Ele destacou que já falou com o Ministro de Infraestrutura Tarcisio de Freitas também sobre a importância da continuidade do trabalho feito na BR-163 no trecho de Cuiabá a Sinop.
“Foi feito uma concessão, está se cobrando pedágio. Ele me garantiu que esse ano tomará providências para que a duplicação possa continuar”.
Mendes ressaltou que todo investimento em logística significa melhorar as condições e Competitividade dos produtos. “O preço não é formado no Estado, ele é mundial.
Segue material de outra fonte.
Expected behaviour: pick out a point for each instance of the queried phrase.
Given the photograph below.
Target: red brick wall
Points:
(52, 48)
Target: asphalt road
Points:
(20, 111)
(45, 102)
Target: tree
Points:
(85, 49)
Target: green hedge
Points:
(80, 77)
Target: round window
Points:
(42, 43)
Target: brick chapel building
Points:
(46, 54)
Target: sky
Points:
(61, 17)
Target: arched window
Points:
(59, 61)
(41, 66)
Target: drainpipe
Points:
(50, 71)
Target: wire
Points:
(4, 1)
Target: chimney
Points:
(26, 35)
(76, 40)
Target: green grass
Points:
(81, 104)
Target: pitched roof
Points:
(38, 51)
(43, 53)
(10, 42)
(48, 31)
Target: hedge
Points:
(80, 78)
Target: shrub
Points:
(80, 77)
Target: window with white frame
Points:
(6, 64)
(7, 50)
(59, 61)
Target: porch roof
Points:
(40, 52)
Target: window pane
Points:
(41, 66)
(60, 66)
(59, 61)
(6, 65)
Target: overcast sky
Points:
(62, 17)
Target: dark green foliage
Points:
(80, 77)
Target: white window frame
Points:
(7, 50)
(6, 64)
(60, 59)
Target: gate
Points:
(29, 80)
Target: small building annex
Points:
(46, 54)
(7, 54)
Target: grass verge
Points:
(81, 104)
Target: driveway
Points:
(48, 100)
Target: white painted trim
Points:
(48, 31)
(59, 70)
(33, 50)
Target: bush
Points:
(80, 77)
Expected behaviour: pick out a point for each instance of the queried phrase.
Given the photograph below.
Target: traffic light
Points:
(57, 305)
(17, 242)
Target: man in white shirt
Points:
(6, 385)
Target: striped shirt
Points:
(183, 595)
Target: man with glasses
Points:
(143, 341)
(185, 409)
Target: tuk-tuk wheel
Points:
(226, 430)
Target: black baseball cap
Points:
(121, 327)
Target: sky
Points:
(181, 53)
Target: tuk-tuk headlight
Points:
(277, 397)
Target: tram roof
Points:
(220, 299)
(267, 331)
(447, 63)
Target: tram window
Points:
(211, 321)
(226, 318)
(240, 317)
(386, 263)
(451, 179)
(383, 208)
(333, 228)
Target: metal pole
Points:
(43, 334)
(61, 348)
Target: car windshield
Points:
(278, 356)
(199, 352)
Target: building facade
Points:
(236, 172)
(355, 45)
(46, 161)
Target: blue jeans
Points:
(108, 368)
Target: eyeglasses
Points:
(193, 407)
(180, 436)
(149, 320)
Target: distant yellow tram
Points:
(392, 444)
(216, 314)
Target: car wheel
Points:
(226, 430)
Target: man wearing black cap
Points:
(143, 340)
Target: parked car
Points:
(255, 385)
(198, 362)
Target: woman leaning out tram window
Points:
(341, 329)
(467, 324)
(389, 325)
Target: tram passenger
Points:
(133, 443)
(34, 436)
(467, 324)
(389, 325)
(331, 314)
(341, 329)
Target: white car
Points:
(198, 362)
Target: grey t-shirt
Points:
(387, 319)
Então se temos uma logística muito cara, dificulta ao produtor ter rentabilidade e continuar expandindo essa importante atividade econômica em Mato Grosso”, disse.
Há alguns anos, levava-se de 12 a 14 dias para uma carreta chegar de Sorriso a Miritituba. Hoje leva-se dois dias. O frete caiu e com isso tornou-se mais competitivo produzir em Mato Grosso e trouxe a possibilidade de ampliar a produção.
Sobre a ferrovia, o governador ressaltou que o Ministro garantiu que até o final do primeiro semestre o licenciamento estará pronto para ser apresentado ao Ibama. “O estudo é um trabalho longo e complexo, mas está sendo finalizado’ destaca.
Segundo ele, a meta do governo federal é até 2021 estar com a obra licitada e contratada. A Ferrogrão será de 1050 km, ligando Sinop até Miritituba, barateando o frete, deixando mais renda na mesa do produtor.
Sobre a discussão da redução de ICMS com Bolsonaro, Mauro Mendes disse que quem fala sobre economia é o Ministro Paulo Guedes. “Em uma discussão com Paulo Guedes, envolvendo todos os governadores, ficou definido que essa questão será remetida para a reforma tributária que está acontecendo no congresso nacional”.
Mendes disse que está preocupado porque Mato Grosso, Mato Grosso do Sul e Goiás são os estados que mais podem perder com essa reforma.
“Temos que ficar muito atentos para não termos um desequilíbrio fiscal no estado. A tributação nesse novo modelo seria apenas no consumo e aí perderíamos porque não teríamos os tributos da produção”, disse.
Sobre o Fethab, Mendes disse que está tranquilo sobre a manutenção da sua funcionabilidade.